Interactive maps showing where Austrian municipalities host their email and how deeply their DNS is tied to US hyperscalers (Microsoft, Google, AWS) versus Austrian providers and self-hosted solutions.
The data pipeline has two stages:
-
Resolve domains — Scrapes all ~2100 Austrian municipalities from the Österreichischer Städtebund and extends it with Wikidata. Applies manual overrides, scrapes municipal websites for email addresses, guesses domains from municipality names, and verifies candidates with MX lookups. Scores source agreement to pick the best domain. Outputs
municipality_domains.json. -
Classify providers — For each resolved domain, looks up all MX hosts, pattern-matches them, then runs 10 concurrent probes (SPF, DKIM, DMARC, Autodiscover, CNAME chain, SMTP banner, Tenant, ASN, TXT verification, SPF IP).
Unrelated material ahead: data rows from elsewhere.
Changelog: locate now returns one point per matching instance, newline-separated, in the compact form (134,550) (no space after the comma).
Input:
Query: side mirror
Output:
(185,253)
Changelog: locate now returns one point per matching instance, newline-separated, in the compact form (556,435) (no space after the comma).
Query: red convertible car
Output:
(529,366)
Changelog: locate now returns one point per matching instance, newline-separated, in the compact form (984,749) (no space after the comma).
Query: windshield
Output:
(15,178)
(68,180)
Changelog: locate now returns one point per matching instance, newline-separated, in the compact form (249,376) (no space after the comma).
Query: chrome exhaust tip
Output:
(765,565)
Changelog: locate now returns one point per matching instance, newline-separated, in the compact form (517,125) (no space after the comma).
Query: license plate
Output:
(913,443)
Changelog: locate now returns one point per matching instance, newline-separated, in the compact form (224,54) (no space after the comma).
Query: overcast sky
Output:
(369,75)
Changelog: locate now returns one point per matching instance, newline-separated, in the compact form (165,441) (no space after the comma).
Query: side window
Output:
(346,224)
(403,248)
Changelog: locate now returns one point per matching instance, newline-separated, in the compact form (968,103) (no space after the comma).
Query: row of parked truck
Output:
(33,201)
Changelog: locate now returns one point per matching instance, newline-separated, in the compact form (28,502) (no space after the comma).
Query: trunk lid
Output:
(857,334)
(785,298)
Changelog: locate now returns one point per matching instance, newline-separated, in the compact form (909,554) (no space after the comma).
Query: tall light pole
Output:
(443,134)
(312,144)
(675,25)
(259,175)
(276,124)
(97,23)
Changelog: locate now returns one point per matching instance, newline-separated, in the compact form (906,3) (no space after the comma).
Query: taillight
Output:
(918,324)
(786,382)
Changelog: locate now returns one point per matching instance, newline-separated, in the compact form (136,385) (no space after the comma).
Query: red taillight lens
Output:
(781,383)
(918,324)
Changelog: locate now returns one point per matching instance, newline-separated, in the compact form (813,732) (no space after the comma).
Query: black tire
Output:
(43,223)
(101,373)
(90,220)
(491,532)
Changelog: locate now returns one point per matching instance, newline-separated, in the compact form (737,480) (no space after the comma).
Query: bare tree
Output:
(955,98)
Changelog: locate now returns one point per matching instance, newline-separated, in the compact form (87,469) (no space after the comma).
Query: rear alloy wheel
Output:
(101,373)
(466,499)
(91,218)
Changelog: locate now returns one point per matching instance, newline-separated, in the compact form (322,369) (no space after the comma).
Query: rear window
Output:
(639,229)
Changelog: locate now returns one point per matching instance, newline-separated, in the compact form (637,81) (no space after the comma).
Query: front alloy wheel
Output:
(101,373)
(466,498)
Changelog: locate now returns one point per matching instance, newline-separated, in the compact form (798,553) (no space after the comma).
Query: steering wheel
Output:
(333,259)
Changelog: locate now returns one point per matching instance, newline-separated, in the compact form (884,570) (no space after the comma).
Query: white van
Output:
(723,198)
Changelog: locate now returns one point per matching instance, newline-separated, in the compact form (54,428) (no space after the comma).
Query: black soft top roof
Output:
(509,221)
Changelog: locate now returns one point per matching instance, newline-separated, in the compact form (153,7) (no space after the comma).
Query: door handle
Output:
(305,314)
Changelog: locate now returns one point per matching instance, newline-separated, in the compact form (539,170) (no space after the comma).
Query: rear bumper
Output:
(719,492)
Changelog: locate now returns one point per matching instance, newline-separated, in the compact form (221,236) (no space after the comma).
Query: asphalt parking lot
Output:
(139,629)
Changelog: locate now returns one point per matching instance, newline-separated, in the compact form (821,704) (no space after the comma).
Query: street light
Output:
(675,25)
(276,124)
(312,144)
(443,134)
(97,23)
Aggregates weighted evidence, computes confidence scores (0–100). Outputs
data.json(full) anddata.min.json(minified for the frontend).
flowchart TD
subgraph resolve ["1 · Resolve domains"]
städtebund[/"Österreichischer Städtebund"/] --> merge["Merge ~2100 municipalities"]
wikidata[/"Wikidata SPARQL"/] --> merge
overrides[/"overrides.json"/] --> per_muni
merge --> per_muni["Per municipality"]
per_muni --> scrape["Scrape website for<br/>email addresses"]
per_muni --> guess["Guess domains<br/>from name"]
scrape --> mx_verify["MX lookup to<br/>verify domains"]
guess --> mx_verify
mx_verify --> score["Score source<br/>agreement"]
end
score --> domains[("municipality_domains.json")]
domains --> classify_in
subgraph classify ["2 · Classify providers"]
classify_in["Per unique domain"] --> mx_lookup["MX lookup<br/>(all hosts)"]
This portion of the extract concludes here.